Any custom database application that sees significant growth will eventually need to scale in order to handle an increase in traffic. It’s important that this is done in a way that protects the integrity and security of the data. For this reason, many database management companies recommend sharding.
Sharded databases have received a lot of attention in recent years, but this doesn’t mean that they’re right for everyone. In this article, we’ll go into greater detail regarding sharded databases so that you can have a clear idea of what they are and if they’re right for your organization.
What is Sharding?
Sharding is a database architecture pattern that’s similar to horizontal partitioning, which is the practice of separating one table’s rows into multiple different tables. These tables are known as ‘partitions.’ Each partition has the same schema and columns, but entirely different rows. The data contained in each row is unique and independent of the data contained in other partitions.
The purpose of sharding is to break data up into smaller chunks. This way, your application can make fewer queries.

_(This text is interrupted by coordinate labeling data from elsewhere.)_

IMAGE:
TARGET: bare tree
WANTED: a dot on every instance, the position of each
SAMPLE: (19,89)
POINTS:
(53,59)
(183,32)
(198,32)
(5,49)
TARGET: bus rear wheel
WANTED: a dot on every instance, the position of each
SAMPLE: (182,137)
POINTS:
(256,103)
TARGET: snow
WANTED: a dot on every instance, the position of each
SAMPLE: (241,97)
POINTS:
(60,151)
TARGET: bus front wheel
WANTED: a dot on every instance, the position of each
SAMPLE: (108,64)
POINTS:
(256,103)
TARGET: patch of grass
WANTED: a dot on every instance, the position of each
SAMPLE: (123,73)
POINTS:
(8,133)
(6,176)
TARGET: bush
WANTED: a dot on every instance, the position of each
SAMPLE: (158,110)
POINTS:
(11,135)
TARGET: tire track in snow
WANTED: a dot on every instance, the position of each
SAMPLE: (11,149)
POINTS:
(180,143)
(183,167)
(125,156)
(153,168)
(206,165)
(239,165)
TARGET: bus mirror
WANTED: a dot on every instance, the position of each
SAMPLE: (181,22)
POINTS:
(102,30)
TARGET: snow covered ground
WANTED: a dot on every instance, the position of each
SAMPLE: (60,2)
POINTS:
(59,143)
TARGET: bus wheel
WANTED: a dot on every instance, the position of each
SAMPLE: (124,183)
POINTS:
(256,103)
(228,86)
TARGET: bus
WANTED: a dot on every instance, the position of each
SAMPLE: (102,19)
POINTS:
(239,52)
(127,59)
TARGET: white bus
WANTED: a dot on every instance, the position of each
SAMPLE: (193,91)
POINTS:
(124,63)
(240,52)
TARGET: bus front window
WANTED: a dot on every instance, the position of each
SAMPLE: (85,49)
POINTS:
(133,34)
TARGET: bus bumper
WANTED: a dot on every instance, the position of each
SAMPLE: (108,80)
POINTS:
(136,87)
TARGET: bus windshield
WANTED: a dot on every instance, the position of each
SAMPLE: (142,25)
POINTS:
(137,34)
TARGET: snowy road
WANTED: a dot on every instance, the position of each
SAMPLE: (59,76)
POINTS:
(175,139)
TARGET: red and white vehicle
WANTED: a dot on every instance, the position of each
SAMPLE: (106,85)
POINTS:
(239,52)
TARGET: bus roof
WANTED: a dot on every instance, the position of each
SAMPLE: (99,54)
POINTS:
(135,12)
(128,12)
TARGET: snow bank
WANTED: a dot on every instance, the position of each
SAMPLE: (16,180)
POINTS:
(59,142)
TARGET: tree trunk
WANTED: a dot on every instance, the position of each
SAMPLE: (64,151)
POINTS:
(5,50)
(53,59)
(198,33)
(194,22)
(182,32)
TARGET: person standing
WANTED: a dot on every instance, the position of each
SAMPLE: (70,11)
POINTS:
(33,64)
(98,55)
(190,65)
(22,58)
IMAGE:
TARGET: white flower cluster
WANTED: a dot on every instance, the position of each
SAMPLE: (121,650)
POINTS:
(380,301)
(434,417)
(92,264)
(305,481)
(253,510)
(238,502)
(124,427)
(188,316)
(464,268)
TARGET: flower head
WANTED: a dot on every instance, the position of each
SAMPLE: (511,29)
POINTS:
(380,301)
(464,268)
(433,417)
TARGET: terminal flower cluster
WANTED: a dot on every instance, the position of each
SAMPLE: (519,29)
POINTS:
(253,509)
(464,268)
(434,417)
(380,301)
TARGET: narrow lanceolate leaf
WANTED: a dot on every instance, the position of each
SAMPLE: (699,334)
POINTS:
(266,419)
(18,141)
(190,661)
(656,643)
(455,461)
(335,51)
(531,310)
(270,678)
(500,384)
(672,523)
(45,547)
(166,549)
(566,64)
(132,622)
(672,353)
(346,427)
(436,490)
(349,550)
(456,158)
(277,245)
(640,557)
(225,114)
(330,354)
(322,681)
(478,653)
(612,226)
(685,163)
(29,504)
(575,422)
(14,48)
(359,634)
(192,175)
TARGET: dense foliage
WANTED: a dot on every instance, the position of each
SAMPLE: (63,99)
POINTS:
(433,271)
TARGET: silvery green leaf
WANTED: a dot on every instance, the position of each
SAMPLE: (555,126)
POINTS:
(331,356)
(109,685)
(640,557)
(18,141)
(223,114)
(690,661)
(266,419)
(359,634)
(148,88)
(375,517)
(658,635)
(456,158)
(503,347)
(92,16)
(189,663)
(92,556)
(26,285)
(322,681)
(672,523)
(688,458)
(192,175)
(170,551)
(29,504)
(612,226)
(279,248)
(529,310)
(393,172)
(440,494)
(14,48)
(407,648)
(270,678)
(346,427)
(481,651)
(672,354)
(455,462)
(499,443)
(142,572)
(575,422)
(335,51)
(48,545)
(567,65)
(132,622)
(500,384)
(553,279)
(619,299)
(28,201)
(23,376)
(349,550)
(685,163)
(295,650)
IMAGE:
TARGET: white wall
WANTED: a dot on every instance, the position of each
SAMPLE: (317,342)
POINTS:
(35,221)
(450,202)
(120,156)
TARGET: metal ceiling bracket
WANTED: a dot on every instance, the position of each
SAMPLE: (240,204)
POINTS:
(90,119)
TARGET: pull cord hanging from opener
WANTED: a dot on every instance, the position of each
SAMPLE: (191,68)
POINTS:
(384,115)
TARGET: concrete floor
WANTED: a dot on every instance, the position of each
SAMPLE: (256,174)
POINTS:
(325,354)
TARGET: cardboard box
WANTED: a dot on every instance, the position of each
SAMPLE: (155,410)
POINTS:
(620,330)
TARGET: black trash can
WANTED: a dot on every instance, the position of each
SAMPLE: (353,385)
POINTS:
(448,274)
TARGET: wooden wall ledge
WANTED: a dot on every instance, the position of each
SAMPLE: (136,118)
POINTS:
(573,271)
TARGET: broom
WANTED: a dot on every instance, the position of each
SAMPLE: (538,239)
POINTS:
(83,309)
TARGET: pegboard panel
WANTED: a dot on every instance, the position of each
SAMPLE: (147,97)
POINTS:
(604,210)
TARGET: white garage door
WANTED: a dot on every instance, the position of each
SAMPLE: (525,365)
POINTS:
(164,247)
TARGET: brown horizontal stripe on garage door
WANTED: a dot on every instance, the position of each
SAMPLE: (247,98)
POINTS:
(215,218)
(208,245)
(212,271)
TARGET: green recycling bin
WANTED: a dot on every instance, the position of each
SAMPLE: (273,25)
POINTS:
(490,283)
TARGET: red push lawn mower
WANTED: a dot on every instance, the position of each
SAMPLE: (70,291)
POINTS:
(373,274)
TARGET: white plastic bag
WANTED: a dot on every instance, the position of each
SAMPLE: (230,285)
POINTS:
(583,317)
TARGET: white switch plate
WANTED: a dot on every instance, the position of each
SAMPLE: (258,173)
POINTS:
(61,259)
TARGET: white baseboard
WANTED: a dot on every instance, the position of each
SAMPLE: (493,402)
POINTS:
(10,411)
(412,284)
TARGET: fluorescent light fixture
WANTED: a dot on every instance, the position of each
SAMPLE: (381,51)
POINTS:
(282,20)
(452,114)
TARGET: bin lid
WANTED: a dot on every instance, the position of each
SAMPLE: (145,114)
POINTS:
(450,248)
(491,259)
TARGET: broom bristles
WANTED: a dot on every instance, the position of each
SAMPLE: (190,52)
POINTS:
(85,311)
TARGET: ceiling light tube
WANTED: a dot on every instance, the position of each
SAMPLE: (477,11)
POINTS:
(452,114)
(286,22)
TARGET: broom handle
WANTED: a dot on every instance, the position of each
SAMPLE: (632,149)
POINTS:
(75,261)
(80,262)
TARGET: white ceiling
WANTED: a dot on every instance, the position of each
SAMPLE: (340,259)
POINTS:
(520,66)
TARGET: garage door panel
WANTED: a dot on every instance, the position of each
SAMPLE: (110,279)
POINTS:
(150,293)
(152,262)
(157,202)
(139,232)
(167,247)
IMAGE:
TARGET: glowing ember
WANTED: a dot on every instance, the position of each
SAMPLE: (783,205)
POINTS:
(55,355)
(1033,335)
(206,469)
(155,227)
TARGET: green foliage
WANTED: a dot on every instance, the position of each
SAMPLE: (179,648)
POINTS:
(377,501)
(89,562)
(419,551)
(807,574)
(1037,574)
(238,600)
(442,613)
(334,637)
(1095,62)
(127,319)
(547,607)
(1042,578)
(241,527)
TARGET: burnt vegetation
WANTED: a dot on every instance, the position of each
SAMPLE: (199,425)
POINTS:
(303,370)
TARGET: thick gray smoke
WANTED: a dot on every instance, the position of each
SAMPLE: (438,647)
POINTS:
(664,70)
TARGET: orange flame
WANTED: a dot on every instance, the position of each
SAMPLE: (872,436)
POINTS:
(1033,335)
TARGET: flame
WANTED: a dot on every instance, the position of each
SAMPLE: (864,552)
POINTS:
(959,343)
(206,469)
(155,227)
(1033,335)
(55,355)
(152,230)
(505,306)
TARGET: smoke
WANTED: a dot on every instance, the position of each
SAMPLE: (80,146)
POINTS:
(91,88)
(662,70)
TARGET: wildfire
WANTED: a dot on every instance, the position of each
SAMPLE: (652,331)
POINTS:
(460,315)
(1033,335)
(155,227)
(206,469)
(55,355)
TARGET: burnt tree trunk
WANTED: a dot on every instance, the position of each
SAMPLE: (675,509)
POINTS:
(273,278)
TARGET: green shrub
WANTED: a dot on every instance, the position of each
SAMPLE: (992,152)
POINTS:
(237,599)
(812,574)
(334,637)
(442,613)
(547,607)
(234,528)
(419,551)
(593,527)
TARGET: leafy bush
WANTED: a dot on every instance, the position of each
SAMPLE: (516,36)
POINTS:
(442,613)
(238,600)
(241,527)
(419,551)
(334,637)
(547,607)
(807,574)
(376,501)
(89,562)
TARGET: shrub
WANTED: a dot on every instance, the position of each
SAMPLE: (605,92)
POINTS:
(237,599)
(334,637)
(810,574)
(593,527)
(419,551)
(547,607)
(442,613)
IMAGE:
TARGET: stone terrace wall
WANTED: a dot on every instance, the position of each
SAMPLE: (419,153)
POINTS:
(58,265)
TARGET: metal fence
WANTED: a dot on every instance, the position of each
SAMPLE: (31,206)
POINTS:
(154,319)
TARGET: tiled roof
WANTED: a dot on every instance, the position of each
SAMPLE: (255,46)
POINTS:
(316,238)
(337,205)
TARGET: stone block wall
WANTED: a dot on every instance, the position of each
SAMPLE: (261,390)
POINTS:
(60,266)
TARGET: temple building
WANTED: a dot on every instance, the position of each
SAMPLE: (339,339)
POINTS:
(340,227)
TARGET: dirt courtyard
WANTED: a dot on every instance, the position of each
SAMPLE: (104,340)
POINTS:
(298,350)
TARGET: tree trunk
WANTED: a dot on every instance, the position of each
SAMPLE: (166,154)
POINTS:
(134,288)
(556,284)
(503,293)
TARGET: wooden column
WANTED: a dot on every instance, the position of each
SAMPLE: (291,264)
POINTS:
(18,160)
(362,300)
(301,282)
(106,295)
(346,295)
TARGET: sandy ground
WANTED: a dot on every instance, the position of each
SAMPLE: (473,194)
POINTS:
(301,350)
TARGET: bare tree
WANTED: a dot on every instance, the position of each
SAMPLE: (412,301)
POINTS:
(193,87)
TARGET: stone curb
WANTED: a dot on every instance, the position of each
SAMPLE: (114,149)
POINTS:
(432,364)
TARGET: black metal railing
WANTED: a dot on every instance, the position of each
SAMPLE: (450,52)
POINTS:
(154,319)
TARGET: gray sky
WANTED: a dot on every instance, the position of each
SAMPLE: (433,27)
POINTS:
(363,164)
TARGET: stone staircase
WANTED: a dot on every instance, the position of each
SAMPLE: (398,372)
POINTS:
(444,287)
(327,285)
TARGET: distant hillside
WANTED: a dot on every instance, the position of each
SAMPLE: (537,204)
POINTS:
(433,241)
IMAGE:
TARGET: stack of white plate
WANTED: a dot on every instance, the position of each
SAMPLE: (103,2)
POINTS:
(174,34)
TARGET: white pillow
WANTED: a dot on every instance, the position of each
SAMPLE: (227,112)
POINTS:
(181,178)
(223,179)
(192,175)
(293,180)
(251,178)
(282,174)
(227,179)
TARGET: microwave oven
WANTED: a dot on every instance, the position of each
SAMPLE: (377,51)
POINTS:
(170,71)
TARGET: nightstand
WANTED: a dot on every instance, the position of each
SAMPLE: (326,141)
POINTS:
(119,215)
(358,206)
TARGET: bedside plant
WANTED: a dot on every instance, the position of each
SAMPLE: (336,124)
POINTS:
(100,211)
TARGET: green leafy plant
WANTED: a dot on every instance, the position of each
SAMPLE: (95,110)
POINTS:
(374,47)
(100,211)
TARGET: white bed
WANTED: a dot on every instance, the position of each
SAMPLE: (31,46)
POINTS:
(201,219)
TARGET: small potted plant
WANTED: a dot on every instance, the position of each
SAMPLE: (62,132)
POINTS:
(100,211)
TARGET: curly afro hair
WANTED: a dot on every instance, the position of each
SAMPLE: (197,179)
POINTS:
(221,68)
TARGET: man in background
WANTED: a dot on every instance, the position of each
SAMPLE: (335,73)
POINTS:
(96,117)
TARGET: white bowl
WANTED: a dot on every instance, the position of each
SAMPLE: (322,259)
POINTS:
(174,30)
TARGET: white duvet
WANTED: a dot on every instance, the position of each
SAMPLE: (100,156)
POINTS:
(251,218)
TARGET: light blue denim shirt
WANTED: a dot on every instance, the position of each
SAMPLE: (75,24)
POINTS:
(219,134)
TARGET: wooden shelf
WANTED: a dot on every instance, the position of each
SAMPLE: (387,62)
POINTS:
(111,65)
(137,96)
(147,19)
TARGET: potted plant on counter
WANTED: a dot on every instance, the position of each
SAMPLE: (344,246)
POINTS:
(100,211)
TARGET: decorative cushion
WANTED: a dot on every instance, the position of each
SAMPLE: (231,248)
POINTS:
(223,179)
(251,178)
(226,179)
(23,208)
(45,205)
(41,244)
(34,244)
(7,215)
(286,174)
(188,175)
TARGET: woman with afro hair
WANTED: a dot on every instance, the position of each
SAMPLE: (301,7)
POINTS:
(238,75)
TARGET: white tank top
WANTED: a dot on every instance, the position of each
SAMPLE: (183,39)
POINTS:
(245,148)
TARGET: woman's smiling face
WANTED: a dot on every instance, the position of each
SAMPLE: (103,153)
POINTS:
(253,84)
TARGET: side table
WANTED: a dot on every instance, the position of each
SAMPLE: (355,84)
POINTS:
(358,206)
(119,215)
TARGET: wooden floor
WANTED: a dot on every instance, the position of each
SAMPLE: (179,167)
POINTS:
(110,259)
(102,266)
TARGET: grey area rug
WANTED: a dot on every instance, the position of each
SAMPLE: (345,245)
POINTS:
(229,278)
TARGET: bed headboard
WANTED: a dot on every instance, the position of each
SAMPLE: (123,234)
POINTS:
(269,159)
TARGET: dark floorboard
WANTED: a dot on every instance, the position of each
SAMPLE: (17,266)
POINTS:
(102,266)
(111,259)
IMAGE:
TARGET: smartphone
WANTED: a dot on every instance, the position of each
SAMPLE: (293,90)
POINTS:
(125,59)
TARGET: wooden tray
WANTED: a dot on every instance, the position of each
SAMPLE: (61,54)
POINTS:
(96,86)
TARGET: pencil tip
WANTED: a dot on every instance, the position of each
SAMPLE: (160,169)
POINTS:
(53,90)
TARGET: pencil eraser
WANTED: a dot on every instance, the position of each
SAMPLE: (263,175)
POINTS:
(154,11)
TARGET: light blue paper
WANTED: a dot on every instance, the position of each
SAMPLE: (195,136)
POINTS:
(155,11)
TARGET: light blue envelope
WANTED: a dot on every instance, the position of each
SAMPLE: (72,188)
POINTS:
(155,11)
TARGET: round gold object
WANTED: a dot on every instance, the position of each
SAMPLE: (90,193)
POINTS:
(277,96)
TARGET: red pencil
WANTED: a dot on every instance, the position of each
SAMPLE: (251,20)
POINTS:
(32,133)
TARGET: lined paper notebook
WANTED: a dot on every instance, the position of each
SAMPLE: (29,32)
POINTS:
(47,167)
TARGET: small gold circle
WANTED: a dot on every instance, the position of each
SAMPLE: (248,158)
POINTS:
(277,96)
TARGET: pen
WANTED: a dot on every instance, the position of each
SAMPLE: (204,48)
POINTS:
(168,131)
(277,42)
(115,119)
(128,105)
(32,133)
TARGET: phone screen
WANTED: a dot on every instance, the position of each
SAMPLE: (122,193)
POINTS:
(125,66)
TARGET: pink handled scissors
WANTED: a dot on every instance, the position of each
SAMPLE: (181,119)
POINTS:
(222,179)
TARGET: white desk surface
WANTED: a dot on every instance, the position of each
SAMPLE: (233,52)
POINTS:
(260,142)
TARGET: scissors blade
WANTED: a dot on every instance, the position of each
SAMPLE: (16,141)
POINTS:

For instance, when your database receives a request, the application will know where to send the request. It has far less data to look through because it doesn’t have to go through the whole database.
There are a few different ways you can shard your database. It’s important that everything is set up correctly, as you want your queries to go to the correct shard. Otherwise, you could end up with slow queries and lost data.
Key based sharding
Key based sharding uses a value taken from newly written data and plugs it into a ‘hash function’ to determine which shard the data should go to. This method is common and can protect data from uneven distribution.
Range based sharding
Range based sharding involves sharding data based on ranges of a given value. It’s simple to implement, but it doesn’t protect data from being distributed unevenly.
Directory based sharding
Directory based sharding requires you to create and maintain a ‘lookup table’ to keep track of which shard holds which data. The benefit to this method is that it’s flexible.
Database sharding can be a great solution if you’re looking to scale your database horizontally. To learn more about sharding, if it’s right for you and the best architecture to use, contact Arkware today.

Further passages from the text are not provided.